Two BBC journalists said they were among several journalists detained by police, and have since been released.
A lawyer at a police station where protesters were held, who asked not to be named for security reasons, says the protesters were arrested purely for exercising their democratic right.
"The insanity is, the president comes from a legal background and has been involved in at least one very well-known demonstration," the lawyer told NPR, referring to President Nana Akufo-Addo's past as a human rights lawyer and involvement in protests before he became president in 2016. "So the belief would be that in light of the spirit of democracy, the government would allow people to peacefully express their voice and that there would be no curtailing of that voice.
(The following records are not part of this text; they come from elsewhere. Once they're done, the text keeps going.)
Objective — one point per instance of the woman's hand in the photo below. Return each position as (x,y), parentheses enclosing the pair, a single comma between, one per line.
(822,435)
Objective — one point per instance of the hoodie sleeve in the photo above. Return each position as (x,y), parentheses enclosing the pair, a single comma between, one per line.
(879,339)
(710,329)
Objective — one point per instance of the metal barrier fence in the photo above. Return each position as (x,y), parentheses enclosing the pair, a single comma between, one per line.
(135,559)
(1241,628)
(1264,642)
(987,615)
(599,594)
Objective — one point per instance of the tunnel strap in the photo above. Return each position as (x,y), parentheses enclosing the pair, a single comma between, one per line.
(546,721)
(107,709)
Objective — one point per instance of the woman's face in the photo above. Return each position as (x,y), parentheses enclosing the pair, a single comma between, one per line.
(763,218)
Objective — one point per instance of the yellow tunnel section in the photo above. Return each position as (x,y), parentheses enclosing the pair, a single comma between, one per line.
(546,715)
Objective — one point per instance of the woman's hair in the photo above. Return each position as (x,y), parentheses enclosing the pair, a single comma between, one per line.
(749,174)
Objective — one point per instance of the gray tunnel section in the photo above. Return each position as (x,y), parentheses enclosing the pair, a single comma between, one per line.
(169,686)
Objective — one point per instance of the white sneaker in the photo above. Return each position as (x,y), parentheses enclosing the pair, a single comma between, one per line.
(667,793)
What if they were coming out to praise the president — would this thing have happened?"
President Akufo-Addo's government has claimed the country's economic woes are a consequence of the impact of the pandemic and Russia's invasion of Ukraine, which has contributed to rising inflation in several countries around the world.
But in Ghana, many have blamed the government for economic mismanagement and criticized spending on unpopular, expensive projects, such as a new, 5,000-capacity national cathedral, commissioned by the government and costing over $400 million.
In May, Ghana signed a bailout loan with the International Monetary Fund worth $3 billion — its 17th financial rescue from the IMF since 1957.